I never really appreciated the raw, uncontrollable power of nature until I tried going surfing in Australia. I went on a calm, sunny day…and nearly drowned. I learned that the sea was more powerful and unforgiving than I could comprehend, and that this was but a single manifestation of nature’s power.
And so it was last week with the terrible earthquake and tsunami off the coast of Japan. Untold death and destruction, the collapse of so much modern technological infrastructure that we take for granted. I saw pictures this week that absolutely bogged my mind: freighter ships lifted and deposited in the middle of towns miles inland from the sea; whole villages scoured from the face of the earth; hundreds of shipping containers piled helter skelter like blocks of Lego…
But what perhaps stunned me most, and truly demonstrated for me the incredible destructive power of the event was news that the earthquake appears to have shifted the Earth on its axis and permanently moved Honshu, the main island of Japan.

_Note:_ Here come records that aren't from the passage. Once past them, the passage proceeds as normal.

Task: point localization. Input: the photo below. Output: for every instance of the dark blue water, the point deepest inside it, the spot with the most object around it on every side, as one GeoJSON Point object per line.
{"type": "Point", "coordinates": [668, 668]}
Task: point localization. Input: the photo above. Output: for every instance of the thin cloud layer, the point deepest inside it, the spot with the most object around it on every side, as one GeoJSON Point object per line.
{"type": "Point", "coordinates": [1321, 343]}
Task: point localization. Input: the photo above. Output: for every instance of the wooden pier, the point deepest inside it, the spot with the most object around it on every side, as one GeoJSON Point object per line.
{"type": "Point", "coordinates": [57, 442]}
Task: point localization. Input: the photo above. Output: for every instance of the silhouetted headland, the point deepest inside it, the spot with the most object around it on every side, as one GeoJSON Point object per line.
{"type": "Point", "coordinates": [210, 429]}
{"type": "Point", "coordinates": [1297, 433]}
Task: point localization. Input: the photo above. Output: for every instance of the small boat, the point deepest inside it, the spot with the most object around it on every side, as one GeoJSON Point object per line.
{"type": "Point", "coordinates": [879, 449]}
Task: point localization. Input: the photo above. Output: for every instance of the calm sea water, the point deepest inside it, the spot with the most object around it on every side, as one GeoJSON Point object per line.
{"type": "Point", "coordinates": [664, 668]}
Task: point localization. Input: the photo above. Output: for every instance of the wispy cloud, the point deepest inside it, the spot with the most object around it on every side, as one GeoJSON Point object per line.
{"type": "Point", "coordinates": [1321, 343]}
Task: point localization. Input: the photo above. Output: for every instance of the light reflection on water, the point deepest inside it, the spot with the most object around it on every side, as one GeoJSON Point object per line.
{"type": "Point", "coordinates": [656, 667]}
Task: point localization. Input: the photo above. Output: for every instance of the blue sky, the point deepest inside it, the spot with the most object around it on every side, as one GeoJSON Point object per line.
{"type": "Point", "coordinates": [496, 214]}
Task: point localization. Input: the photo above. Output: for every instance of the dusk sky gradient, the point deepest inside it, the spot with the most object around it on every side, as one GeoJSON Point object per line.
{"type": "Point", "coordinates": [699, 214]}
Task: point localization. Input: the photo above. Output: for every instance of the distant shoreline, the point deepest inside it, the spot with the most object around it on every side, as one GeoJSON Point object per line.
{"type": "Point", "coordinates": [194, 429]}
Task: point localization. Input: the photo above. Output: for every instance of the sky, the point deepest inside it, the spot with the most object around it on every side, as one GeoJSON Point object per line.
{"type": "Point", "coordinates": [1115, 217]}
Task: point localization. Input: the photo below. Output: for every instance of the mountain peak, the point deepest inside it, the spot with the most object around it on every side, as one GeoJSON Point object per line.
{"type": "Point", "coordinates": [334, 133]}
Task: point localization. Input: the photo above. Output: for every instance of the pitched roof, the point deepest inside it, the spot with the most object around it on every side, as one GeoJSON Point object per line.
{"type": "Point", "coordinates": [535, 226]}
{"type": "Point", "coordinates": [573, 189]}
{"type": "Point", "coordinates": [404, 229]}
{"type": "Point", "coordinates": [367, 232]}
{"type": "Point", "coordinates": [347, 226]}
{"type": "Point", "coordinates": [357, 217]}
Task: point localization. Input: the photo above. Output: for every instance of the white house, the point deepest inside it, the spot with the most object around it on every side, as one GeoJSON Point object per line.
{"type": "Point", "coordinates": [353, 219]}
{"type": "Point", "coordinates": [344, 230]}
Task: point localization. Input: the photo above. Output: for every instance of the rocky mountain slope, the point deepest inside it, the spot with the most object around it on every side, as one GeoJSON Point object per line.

Reports from the National Institute of Geophysics and Volcanology in Italy estimated the 8.9-magnitude quake shifted the planet on its axis by nearly 4 inches (10 centimeters), CNN said. The whole planet.
Kenneth Hudnut, a geophysicist at the US Geological Survey, told CNN: ‘At this point, we know that one GPS station moved (8 feet), and we have seen a map from GSI (Geospatial Information Authority) in Japan showing the pattern of shift over a large area is consistent with about that much shift of the land mass.’